Europe is crumbling down with Brexit but African integration is gaining momentum with the AfCFTA (zone de libre-échange continentale). Mauritius has signed but not yet ratified the AfCFTA however, The Gambia became the 22nd Member State to deposit instruments for ratification, so now the trade agreement has come into force since 30 May 2019. As ECOSOCC we invite the Government of Mauritius to welcome the AfCFTA and be part of the continental development of which, we all Africans, will be proud.

You attended the UN conference on disaster risk reduction. What lessons can we derive from it for Africa? What is according to you, the economic impact of the climate change on the development of African countries?
Agriculture is the main economic activity in Africa and it provides employment for approximately 60% of the African population. For countries depending mainly on agriculture, climate change will pose considerable risks to their livelihood. In some countries, agriculture constitutes more than 50% of GDP. The African Union declared 2019 as the “Year of Refugees, Returnees and Internally Displaced Persons: Towards Durable Solutions to Forced Displacement in Africa.” Long ago, displacement of persons was mainly a resultant of conflicts but now there is growing evidence of the impacts such as flooding, drought, deforestation and land degradation leading to migration in Africa. Forced migration obviously has economic impacts and will negatively impact development in the affected regions.

Working in Africa is another kettle of fish. What are the main challenges?
I have personally witnessed a linguistic divide between Anglophones and Francophones, where Anglophones are considered ‘superior’ to Francophones, but as much diverse is Africa, it is a land where consensus is valued. So far, we have executed our task in consensus with the true spirit of Pan Africanism.

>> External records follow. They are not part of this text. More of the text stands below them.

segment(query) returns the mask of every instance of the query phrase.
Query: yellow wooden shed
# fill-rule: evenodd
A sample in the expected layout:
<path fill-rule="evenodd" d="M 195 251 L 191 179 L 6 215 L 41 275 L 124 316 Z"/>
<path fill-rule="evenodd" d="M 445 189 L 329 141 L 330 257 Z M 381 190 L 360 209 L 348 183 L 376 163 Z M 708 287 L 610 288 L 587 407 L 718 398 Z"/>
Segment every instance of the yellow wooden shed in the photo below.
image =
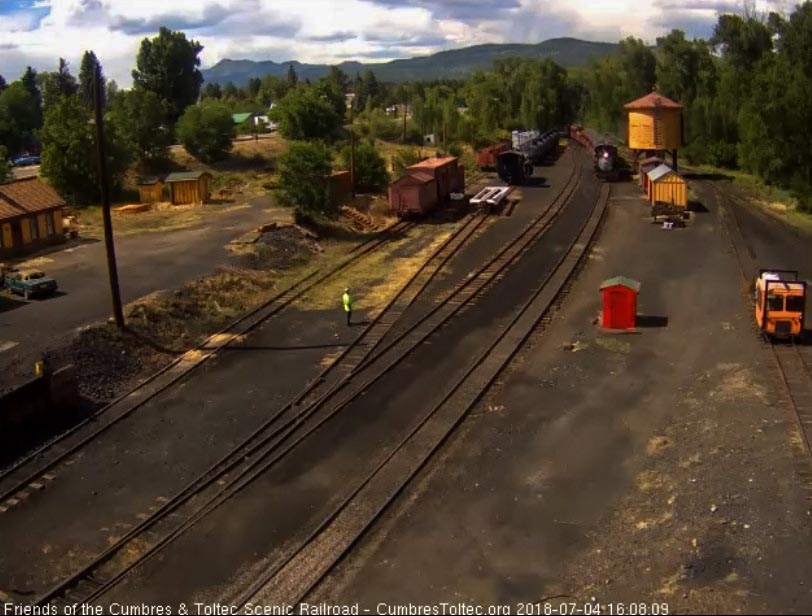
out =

However, there are countries where we do have to face challenges; be it because of their size, of their political regime or diverse interests. Working in Africa is both a passion and a challenge. Today Climate Change is no longer a Myth, that’s why we need countries to build Climate Resilience.

Global Platform 2019 was a preparatory meeting organized by the UNDRR (United Nations Office for Disaster Risk Reduction). The latter works to reduce the impacts of climate related disasters and also to ensure a sustainable future. The Sendai Framework is central to the management/reduction of climate disasters (adopted in 2015).

The Sendai Framework is a 15-year, voluntary, non-binding agreement which recognizes that the State has the primary role to reduce disaster risk but that responsibility should be shared with other stakeholders including local government, the private sector and other stakeholders.

And what about the response of the Mauritian authorities?
I did not witness much commitment from our Mauritian counterparts; maybe because I was not part of the official delegation representing the Government of Mauritius but rather delegated as representative of ECOSOCC of the African Union.

Target E of the Sendai Framework calls for an increase of the number of countries with national and local disaster risk reduction (DRR) strategies by 2020. Mauritius can at least boast itself to have met Target E and has a National Disaster Risk Reduction and Management Centre.

Where I feel that there is a weakness is at the level of the local authorities. We need some serious capacity building both for councillors and the staff to deal with climate contingencies.

Every municipality and district council needs to develop a strategy and popularize the same so that the constituents know exactly what to do in case of disaster. We need to accept the fact that we need to be ever ready and properly equipped to face disasters.

DRR should also find its way in our schools. From the administrators to educators, all need to have proper guidance and trickle down the information about DRR at grassroots via the students.